Alors est-ce qu’il est vraiment nécessaire d’étudier dans un lycée traditionnel ? Si on a besoin de travailler en même temps qu’on étudie à l’université, un baccalauréat technologique est une garantie pour un poste ou un stage. Les décrocheurs ont raison, les micros-lycées donnent plus d’opportunités que les lycées traditionnels et on a la chance de gagner sa vie.

 

 

 

Les Sources :

http://www.liberation.fr/france/2016/01/21/quand-tu-vois-dans-ta-cl…

http://www.20minutes.fr/societe/1485199-20141121-education-50-milli…

http://www.20minutes.fr/societe/1741135-20151130-exclusif-nombre-de…

http://www.education.gouv.fr/cid147/le-baccalaureat-technologique.html

http://www.education.gouv.fr/cid2555/le-certificat-d-aptitude-profe…

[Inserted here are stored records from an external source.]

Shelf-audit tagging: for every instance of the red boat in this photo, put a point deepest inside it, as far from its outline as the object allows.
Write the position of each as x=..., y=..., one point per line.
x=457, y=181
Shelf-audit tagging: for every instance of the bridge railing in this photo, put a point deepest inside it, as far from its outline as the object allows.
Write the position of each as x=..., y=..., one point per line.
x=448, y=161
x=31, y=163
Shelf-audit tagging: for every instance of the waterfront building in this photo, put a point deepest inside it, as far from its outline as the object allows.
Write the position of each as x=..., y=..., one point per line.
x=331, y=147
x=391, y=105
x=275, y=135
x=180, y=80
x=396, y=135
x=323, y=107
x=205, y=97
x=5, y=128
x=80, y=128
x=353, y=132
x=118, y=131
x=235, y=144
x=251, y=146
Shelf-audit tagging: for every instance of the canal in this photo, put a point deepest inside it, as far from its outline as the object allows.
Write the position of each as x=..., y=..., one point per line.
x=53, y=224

https://fr.wikipedia.org/wiki/Lycée_professionnel

http://www.insee.fr/fr/themes/tableau.asp?reg_id=0&ref_id=NATTE…

http://www.digischool.fr/actualites/decrochage-scolaire-chiffres-cl…

 

IMAGE : http://www.lefigaro.fr/actualite-france/2014/11/21/01016-20141121AR…

 

 

 


[1] « Alors qu’en 2010, 136.000 jeunes décrochaient chaque année et que ce chiffre sonnait comme une fatalité depuis dix ans, on estime aujourd’hui les décrocheurs à 110.000, soit 26.000 de moins « en flux ». » Najat Vallud-Belkacem, 20 minutes. Le journal gratuit des grandes villes.

[2] Le certificat d’aptitude professionnelle (CAP) donne aux étudiants des outils pour un métier déterminé dans les secteurs industriels, commerciaux et des services. Les participants suivent un rôle d’apprenti en même temps qu’ils continuent leurs études au lycée. On peut obtenir ce certificat dans un lycée professionnel (LP) ou l’enseignement est professionnel en relation aux métiers manuels ou du secrétariat. Le but est donc d’acquérir des compétences et des savoir-faire dans un domaine professionnel.

[3] Le bac technologique et technique prépare les étudiants pour trouver un emploi immédiatement. Après deux ou trois ans pour l’hôtellerie et les techniques de la musique et de la danse par exemple, on peut recevoir une licence professionnelle. Il y a huit séries du baccalauréat technologique : sciences et technologies du management et de la gestion, sciences et technologies du design et des arts appliques, sciences et technologies de l’industrie et du développement durable,  sciences et technologies de laboratoires, sciences et technologies de la santé et du social, l’agronomie, technique de la musique et de la danse, et de l’hôtellerie.

 

Selon INSEE (l’institut national de la statistique et des études économiques) « À la rentrée 2014, 2,5 millions d’étudiants sont inscrits dans l’enseignement supérieur en France métropolitaine et dans les DOM, soit une hausse de 1,7 % par rapport à la rentrée 2013 (+ 40 800 étudiants) (1). Les effectifs inscrits dans l’enseignement supérieur en France ont ainsi augmenté pour la sixième année consécutive » Tableau et chiffres des étudiants inscrits dans l’enseignement supérieur en 2014.